The panel accused Aung San Suu Kyi for not using her de facto position as head of government, nor her moral authority to prevent such unfolding events and protect the unarmed Rohingya civilians.
The three members UN independent international fact-finding mission that set up last year has released its 20 pages final report on Monday after having indepth interview of 875 Rohingya victims and witnesses and analysing authenticated documents, videos, photographs and satellite images of the troubled zones.A year ago, Burmese troops led a brutal crackdown in Arakan State that drove some 700,000 Rohingya, most are now living in refugee camps in neighboring Bangladesh.
The UN report said the military action, which included mass killings and gang rapes of Muslim Rohingya and torching of villages, was grossly disproportionate to actual security threats.
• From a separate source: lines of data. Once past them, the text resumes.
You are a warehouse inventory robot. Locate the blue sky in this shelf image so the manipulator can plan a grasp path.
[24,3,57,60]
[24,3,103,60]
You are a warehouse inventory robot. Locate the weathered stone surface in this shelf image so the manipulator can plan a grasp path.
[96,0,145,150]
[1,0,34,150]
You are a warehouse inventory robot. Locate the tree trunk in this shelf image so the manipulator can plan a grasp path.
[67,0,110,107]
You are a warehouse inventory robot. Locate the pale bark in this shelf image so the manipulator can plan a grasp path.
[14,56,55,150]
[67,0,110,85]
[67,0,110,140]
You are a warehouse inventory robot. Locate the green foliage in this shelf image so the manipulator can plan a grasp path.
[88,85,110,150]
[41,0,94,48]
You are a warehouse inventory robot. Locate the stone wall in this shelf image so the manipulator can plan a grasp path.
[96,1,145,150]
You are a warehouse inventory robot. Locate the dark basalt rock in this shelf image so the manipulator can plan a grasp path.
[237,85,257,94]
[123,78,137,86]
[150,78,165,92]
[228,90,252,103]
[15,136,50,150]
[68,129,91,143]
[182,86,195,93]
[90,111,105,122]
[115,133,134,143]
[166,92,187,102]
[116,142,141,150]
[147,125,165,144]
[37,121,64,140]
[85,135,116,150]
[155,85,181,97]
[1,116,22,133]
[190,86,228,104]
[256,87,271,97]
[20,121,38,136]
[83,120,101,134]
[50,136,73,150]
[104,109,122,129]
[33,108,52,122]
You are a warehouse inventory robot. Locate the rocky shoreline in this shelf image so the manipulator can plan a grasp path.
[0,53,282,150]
The report also accused Aung San Suu Kyi led civilian government for contributing to the commission of atrocity crimes by allowing hate speech to thrive, destroyed documents and failed to protect minorities from crimes against humanity and war crimes by Burmese Army (or Tatmadaw) in Arakan, Kachin and Shan states.
“The crimes in Rakhine (Arakan) State, and the manner in which they were perpetrated, are similar in nature, gravity and scope to those that have allowed genocidal intent to be established in other contexts,” said the UN Independent International Fact-Finding Mission on Burma.
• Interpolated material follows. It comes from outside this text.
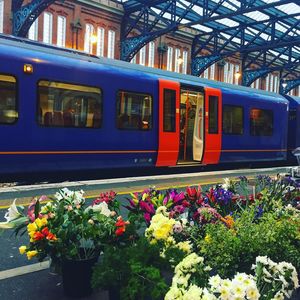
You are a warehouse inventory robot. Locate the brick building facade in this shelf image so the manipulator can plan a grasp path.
[0,0,299,95]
The report does not suggest that the crisis, which began a year ago, was a surprise – rather, it refers to a “catastrophe looming for decades” as a result of the “severe, systemic and institutionalised oppression from birth to death” of the Rohingya people.
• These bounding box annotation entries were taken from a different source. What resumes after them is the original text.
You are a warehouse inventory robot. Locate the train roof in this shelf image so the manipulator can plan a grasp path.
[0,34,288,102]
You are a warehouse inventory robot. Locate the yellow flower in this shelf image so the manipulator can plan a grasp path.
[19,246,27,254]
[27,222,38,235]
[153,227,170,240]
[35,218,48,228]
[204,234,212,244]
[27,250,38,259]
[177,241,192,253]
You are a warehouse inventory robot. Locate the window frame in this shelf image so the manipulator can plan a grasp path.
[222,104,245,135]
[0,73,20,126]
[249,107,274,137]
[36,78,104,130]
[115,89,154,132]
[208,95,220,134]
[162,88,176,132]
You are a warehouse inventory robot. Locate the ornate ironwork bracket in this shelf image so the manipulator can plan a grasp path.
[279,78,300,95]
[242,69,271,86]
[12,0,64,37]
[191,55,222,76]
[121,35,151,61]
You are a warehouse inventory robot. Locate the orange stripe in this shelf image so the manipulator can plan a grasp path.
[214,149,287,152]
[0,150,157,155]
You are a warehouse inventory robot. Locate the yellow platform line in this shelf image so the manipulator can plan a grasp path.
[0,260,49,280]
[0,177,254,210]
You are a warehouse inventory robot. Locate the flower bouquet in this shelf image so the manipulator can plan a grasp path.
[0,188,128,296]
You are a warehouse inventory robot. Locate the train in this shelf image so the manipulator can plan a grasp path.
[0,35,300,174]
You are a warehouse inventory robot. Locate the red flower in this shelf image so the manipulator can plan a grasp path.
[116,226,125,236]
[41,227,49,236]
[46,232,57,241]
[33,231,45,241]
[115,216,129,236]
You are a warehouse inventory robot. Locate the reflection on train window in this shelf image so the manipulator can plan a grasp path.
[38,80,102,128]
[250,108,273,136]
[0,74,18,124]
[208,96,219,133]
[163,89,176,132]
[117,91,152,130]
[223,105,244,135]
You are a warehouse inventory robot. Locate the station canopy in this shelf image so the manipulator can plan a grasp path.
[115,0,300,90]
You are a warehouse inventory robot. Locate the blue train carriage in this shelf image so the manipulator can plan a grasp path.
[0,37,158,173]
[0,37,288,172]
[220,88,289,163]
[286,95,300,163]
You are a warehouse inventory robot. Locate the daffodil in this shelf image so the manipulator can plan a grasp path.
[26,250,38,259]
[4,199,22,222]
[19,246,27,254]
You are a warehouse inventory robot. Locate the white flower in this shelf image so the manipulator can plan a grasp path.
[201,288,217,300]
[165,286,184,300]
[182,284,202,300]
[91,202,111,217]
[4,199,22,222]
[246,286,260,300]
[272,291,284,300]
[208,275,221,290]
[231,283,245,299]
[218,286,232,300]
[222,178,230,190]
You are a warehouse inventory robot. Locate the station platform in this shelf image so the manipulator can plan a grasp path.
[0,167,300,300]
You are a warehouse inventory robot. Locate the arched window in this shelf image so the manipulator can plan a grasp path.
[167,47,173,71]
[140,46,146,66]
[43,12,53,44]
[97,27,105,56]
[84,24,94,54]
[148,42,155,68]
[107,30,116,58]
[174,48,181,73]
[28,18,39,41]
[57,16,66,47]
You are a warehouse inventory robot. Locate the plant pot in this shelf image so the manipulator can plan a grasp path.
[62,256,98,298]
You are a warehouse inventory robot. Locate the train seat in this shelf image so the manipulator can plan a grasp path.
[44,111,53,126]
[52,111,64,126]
The UN panel, led by former Indonesian Attorney General Marzuki Darusman, said that the UN Security Council should ensure all perpetrators are held to account, preferably by referring Myanmar to the International Criminal Court (ICC) if not by creating an ad hoc tribunal.The Security Council should “adopt targeted individual sanctions, including travel bans and asset freezes, against those who appear most responsible for serious crimes under international law” and impose an arms sanctions on Burma, they added.
The five other generals the UN panel said should be prosecuted were named as Brigadier-General Aung Aung, commander of the 33rd Light Infantry Division, the army deputy commander-in-chief, Vice Senior-General Soe Win; the commander of the Bureau of Special Operations-3, Lieutenant-General Aung Kyaw Zaw; the commander of Western Regional Military Command, Major-General Maung Maung Soe; and the commander of 99th Light Infantry Division, Brigadier-General Than Oo. Brigadier-General Aung Aung, commander of the 33rd Light Infantry Division who oversaw operations in the coastal village of Inn Din where 10 Rohingya captive boys and men were killed.
In dismissing the army’s so-called Clearance Operation for justification of the crackdown the report read: “Military necessity would never justify killing indiscriminately, gang raping women, assaulting children, and burning entire villages. The Tatmadaw’s [the military’s] tactics are consistently and grossly disproportionate to actual security threats, especially in Arakan state, but also in northern Burma.Marzuki Darusman, chairman of the investigative team, said Burmese military commander Min Aung Hlaing should step down in the wake of the report.
The UN report that released on Monday also criticized Facebook’s response to allegations that the social media giant had been used to incite violence and hatred against the Rohingyas.”Facebook’s response has been slow and ineffective. The extent to which Facebook posts and messages have led to real-world discrimination and violence must be independently and thoroughly examined,” it said.
The team will next present a fuller report, with analysis of the next possible legal steps, to the Human Rights Council on 18 September.